Ce manque de ressources locales aggrave l’inégalité d’accès aux programmes de repérage précoce (consultations de repérage, entretiens motivationnels, dispositifs jeunes alcool, etc.), pourtant reconnus efficaces.
Des publics plus exposés, des réponses inégales
- Les hommes de 45 à 64 ans forment la classe d’âge la plus concernée par la mortalité alcool-attribuable prématurée en zone rurale (SPF, 2023).
- Les jeunes adultes participent, eux, à une hausse des conduites à risque, notamment lors de fêtes locales, avec une part importante d’accidents mortels (sécurité routière BFC).
À surveiller dans les prochains mois : l’augmentation des troubles de l’usage d’alcool chez les femmes en milieu rural, phénomène encore peu visible, mais en progression (ARS Bourgogne-Franche-Comté, rapport 2023).

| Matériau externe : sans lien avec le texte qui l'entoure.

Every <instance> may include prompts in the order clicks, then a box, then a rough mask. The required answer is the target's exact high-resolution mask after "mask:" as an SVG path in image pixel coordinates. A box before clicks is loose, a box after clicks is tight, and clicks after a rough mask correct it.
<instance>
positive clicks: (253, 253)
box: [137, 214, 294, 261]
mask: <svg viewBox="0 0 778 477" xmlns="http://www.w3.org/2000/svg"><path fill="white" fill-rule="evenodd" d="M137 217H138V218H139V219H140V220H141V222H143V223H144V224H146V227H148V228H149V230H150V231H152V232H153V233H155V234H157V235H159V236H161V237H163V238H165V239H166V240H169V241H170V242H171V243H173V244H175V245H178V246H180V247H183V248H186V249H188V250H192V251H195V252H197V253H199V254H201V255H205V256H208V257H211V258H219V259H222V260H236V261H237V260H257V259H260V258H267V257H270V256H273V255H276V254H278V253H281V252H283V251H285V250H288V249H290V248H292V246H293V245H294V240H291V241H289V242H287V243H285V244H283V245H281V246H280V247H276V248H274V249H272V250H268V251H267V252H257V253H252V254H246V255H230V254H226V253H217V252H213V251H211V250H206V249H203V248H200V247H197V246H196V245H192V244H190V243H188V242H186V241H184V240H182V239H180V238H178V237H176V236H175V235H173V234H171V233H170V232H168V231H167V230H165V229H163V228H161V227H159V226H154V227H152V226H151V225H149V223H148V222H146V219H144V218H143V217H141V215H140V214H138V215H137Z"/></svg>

Influence de la norme sociale et des usages locaux
La consommation excessive d’alcool s’insère souvent dans des réseaux de sociabilité : fêtes traditionnelles, événements sportifs, moments de convivialité locale. On parle d’un “alibi social” de la consommation, moins problématisé dans la sphère publique que d’autres addictions.
Ce qui freine la prévention :
- Difficulté à alerter sans stigmatiser les « ambassadeurs » locaux du vin ou des alcools forts.
- Poids des représentations culturelles fortes sur le vin, souvent opposées à la communication de santé publique.